Harry Counsell

Personal information
- Full name: Henry James Counsell
- Date of birth: 10 April 1909
- Place of birth: Preston, England
- Date of death: January 1990 (aged 80)
- Place of death: Burnley, England
- Position(s): Defender

Senior career*
- Years: Team / Apps / (Gls)
- 19xx–1929: Chorley
- 1929–1931: Nelson / 3 / (0)
- 1931–1933: Great Harwood
- 1933–1935: Clitheroe
- 1935–19xx: Lancaster Town

= Harry Counsell =

English footballer

Henry James Counsell (10 April 1909 – January 1990) was an English footballer who played as a defender. He made three appearances in the Football League Third Division North while playing for Nelson. He also spent several seasons in non-league football.

==Biography==
Harry Counsell was born in the town of Preston, Lancashire, on 10 April 1909 and attended Great Marsden School in Nelson before beginning his football career. He died in Burnley in January 1990, at the age of 80.

==Playing career==
Counsell started his career with Chorley in the Lancashire Combination. He moved to Football League Third Division North side Nelson for the 1929–30 season, but did not feature for the first team during the campaign. He made his Football League debut on 28 March 1931, deputising at right-back for the injured Gilbert Richmond in the 0–3 defeat away at Rotherham United.
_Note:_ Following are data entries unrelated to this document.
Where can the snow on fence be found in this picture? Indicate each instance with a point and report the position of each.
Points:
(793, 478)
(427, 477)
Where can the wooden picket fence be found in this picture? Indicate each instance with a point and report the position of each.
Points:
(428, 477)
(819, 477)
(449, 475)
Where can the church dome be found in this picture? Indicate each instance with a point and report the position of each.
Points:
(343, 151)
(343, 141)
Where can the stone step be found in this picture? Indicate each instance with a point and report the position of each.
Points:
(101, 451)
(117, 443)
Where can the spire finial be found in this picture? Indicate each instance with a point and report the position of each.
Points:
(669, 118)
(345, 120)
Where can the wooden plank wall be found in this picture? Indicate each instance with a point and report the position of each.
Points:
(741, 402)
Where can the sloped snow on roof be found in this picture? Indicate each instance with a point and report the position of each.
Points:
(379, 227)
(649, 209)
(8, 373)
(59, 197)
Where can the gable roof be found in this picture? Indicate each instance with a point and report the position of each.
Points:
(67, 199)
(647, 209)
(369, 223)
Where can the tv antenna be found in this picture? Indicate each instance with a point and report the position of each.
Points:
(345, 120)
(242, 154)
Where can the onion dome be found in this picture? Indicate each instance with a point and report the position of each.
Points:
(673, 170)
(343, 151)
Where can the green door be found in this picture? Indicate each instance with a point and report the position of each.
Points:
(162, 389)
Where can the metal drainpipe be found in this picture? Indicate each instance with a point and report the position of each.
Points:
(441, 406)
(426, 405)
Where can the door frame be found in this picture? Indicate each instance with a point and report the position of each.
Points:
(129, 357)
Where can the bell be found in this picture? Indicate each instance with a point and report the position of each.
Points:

Counsell made two more appearances for the club, including the 2–1 win against Wigan Borough, which proved to be Nelson's final Football League victory. In May 1931, after ten years in the League, Nelson finished bottom of the division and failed re-election. Counsell stayed with the club as they joined the Lancashire Combination for the 1931–32 season, but left shortly afterwards.

Upon leaving Nelson, Counsell signed for fellow Combination side Great Harwood. He stayed with the club for two seasons, helping them to 15th-place and 17th-place finishes, before transferring to Clitheroe in August 1933. Two years later, he joined Lancaster Town (again in the Lancashire Combination), where he ended his career.